To encourage debate about all dimensions of queer life

Friday, 2 November 2007




The well reknowned queer theorist Eve Kosofsky Sedgwick came to York. Her talk covered a multitude of autobiographical, art, Buddhistic and physics topics, which at first seemed a little incoherent, however, after reflection the elements began to become fused into a mantra of connectivity. A move away from poststructuralist deconstruction, she introduced David Bohm's ideas of the of hidden orders of patterns or enfolded order much like those you capture when ink is on water and when you place a sheet of paper or cloth upon the pattern (like in the base of the picture on the left) and capture the unfolding of the waves.

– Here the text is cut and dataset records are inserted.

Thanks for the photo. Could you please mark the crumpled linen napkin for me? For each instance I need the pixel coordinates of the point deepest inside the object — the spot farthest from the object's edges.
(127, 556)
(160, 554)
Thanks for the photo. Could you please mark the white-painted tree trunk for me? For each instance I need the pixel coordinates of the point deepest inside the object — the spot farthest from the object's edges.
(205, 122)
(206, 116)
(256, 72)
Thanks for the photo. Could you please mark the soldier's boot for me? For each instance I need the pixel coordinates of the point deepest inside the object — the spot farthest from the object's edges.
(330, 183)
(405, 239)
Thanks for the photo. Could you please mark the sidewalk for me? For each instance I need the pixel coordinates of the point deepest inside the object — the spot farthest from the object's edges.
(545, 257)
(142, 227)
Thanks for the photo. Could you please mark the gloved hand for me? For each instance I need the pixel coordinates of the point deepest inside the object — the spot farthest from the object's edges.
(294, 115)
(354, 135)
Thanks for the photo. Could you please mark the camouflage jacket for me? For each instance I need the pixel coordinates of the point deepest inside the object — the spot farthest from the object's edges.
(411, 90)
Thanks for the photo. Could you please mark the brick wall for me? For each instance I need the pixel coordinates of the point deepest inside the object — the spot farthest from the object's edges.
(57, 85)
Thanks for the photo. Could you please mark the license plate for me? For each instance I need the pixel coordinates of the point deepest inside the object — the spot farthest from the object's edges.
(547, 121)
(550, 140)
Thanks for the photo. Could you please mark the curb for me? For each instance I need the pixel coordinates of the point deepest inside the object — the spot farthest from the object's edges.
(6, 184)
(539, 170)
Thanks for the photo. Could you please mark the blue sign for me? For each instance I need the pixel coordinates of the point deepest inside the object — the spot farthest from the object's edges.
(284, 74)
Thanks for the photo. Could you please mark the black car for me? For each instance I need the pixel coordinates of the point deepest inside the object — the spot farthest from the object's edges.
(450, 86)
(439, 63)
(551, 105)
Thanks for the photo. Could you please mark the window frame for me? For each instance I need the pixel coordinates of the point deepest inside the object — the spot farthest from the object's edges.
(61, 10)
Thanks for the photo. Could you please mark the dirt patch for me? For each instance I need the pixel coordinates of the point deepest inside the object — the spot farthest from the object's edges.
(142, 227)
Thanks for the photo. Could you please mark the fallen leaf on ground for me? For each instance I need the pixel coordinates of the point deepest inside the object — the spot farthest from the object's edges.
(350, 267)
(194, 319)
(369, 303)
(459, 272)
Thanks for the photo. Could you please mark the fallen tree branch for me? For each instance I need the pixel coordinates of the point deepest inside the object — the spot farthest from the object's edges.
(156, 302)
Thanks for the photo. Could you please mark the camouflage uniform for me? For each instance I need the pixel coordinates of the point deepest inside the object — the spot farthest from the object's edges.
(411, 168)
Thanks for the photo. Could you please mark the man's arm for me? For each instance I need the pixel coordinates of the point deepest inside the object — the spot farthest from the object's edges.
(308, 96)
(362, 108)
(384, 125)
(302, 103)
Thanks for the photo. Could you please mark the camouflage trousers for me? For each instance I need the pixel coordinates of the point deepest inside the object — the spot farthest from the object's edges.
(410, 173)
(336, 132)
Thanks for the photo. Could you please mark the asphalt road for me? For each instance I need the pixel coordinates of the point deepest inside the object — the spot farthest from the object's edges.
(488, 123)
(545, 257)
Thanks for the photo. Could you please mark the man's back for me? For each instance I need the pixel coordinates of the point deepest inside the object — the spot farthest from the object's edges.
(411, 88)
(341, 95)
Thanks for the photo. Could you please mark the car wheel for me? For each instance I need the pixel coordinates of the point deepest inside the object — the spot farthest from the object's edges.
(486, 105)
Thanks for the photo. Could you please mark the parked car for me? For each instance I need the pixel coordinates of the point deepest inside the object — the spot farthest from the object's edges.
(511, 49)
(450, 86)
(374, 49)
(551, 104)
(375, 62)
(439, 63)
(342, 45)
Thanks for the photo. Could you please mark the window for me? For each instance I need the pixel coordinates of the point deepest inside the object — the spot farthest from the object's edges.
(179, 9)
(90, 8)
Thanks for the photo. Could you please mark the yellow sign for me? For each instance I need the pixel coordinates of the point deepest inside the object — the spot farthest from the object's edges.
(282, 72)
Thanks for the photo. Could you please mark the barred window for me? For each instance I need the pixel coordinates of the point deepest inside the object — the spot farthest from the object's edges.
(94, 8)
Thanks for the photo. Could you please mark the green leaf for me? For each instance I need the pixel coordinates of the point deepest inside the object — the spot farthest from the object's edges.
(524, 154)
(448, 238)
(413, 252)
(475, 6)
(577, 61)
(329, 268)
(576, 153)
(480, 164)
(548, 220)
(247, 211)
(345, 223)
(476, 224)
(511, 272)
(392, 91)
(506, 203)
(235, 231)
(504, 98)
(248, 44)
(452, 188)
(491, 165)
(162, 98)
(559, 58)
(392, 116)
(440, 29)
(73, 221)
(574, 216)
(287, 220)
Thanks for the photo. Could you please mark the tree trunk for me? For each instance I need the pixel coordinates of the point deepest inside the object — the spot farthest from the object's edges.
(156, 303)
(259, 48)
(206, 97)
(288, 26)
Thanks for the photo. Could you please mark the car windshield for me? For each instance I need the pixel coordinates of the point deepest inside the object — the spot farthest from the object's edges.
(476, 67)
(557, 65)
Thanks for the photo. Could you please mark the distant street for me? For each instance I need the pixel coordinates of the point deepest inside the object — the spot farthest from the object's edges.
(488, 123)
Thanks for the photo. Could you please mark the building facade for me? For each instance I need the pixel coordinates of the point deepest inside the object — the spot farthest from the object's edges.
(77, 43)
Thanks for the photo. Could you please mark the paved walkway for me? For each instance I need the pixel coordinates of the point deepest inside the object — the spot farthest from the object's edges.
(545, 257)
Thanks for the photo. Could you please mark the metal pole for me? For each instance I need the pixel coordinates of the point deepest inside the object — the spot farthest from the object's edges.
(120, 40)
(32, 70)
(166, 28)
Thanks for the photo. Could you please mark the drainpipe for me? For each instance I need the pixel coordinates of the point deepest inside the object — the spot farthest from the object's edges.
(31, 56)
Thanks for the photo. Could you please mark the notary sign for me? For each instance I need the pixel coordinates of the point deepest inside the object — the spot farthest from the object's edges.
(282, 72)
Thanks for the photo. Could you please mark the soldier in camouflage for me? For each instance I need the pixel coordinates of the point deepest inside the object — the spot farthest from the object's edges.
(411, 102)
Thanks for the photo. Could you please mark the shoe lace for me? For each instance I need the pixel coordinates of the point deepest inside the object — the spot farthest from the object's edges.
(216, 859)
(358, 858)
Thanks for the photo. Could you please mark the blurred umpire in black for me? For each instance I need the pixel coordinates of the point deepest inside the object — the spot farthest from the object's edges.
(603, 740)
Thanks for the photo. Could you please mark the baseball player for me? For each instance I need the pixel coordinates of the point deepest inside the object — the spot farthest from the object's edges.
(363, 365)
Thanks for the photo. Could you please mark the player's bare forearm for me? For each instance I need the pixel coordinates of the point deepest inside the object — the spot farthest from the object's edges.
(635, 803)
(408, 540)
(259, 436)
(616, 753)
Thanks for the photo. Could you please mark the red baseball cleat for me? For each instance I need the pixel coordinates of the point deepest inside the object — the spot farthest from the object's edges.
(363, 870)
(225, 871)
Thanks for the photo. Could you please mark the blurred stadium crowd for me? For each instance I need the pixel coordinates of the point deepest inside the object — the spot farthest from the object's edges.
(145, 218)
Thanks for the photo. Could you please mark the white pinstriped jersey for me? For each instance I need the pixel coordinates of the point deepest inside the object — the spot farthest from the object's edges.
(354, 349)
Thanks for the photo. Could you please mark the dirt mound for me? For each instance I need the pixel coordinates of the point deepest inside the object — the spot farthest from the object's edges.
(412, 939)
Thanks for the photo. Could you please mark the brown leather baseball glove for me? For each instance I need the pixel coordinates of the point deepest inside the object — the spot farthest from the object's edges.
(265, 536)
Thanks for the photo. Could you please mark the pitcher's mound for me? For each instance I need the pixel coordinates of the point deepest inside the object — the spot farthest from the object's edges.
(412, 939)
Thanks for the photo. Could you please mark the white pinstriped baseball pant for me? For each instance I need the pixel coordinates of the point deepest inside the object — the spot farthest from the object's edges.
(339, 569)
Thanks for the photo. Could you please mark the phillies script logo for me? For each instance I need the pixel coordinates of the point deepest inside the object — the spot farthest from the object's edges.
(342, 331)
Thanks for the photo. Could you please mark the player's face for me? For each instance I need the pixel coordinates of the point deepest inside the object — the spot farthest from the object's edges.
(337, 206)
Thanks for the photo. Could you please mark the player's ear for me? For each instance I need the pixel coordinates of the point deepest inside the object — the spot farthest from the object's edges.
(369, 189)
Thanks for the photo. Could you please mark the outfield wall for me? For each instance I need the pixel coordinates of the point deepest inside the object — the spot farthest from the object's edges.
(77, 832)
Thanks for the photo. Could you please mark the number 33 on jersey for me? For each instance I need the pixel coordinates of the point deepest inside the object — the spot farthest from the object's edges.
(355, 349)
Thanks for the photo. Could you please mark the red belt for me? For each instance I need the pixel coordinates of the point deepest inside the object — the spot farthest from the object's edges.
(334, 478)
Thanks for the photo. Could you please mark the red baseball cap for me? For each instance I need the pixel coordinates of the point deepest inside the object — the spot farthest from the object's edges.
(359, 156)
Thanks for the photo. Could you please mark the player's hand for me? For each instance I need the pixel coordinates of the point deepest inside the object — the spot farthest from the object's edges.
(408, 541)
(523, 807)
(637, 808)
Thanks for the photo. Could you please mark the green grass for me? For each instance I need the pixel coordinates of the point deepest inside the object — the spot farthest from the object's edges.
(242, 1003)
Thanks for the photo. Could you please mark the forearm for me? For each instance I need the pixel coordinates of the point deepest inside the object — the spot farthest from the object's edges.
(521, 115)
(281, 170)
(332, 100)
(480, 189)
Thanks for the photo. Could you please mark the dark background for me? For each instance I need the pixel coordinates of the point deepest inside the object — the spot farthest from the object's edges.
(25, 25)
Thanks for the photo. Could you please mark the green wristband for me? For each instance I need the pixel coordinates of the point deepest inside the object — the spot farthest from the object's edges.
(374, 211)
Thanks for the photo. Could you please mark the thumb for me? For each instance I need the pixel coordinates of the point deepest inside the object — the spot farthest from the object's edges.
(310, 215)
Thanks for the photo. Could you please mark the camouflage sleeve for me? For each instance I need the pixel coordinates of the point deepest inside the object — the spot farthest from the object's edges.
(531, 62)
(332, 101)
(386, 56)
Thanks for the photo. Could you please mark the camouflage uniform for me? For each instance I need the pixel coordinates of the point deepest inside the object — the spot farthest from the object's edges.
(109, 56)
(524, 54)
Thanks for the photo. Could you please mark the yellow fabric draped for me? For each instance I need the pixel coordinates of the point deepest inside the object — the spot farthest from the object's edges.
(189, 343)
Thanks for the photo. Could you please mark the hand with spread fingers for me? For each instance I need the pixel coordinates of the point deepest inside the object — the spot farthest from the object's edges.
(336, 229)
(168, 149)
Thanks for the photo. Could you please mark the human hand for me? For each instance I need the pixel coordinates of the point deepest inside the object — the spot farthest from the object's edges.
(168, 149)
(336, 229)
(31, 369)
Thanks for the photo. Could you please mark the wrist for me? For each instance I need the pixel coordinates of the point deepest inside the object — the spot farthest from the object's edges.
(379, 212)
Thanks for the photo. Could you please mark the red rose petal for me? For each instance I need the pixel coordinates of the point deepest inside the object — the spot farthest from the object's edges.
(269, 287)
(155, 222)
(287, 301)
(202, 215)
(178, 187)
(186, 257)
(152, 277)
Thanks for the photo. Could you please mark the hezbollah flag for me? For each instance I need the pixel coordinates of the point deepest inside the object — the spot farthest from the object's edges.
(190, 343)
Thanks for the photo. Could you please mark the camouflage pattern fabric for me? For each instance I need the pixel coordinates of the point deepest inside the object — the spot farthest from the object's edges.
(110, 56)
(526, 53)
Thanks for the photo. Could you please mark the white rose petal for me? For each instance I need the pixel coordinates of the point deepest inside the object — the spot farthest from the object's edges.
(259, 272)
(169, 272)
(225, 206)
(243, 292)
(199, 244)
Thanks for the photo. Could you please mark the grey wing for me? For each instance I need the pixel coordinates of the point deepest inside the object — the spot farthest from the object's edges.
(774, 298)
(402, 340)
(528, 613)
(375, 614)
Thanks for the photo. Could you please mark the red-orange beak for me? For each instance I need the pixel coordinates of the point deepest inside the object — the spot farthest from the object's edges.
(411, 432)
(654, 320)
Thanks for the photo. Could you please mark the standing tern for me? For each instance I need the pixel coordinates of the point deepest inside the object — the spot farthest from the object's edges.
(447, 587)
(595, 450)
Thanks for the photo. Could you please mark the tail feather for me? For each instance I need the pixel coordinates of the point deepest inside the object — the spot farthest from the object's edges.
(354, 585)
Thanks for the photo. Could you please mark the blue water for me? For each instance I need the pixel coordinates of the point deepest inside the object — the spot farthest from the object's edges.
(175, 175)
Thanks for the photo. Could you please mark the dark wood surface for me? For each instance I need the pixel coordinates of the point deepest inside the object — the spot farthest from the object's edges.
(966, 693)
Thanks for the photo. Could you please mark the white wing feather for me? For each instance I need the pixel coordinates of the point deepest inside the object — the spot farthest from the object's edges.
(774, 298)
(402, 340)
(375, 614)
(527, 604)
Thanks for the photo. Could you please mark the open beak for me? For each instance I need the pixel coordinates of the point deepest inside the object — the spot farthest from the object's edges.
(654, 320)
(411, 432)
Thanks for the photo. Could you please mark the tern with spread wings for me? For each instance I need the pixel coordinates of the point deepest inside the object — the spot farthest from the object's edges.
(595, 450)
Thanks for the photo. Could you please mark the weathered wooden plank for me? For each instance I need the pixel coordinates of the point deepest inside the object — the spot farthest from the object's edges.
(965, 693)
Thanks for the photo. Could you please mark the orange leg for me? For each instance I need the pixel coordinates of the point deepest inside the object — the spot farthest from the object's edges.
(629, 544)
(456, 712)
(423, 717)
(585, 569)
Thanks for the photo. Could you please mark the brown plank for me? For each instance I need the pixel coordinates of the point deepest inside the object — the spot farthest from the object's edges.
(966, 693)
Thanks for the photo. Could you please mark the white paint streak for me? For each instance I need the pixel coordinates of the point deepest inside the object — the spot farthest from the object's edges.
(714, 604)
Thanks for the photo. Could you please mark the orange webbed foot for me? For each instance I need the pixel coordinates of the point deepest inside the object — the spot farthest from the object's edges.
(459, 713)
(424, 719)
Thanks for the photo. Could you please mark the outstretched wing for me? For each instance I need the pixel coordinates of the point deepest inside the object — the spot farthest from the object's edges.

While this touch upon physics did not go as far as I would have liked, I sensed this connectivity because I was reading the The Holographic Universe By Michael Talbot, where I had just been reading about Bohm's contribution to the theory of the enfolded and unfolded (dis)order of the universe. Although a mind-boggling set of ideas for me I will try and explain what I think I understand and put it forth for discussion. Everything in the cosmos is connected and is part of the same unfolding and enfolding 'order(s)' of the fabric of the universe, much like viewing the different patterns in an ornate carpet as part of the whole. The threads of the carpet may 'come loose' and and someone may wish to reform the fabric, the pattern may not be the same but it is still part of the same carpet. This allows us to contend the basic tenets of enlightenment thinking about scrutinising each part in their separateness, like such things as size, rate, or other 'respective' part. This way of looking at 'things' can in fact misguide our judgment of the whole. This is not to say that these things are not 'visible', 'audible', or anything like that, but 'they' are only abstractions in order to allow them to stand out in our perceptions. Bohm prefers to call these respective parts "relatively independent subtotalities."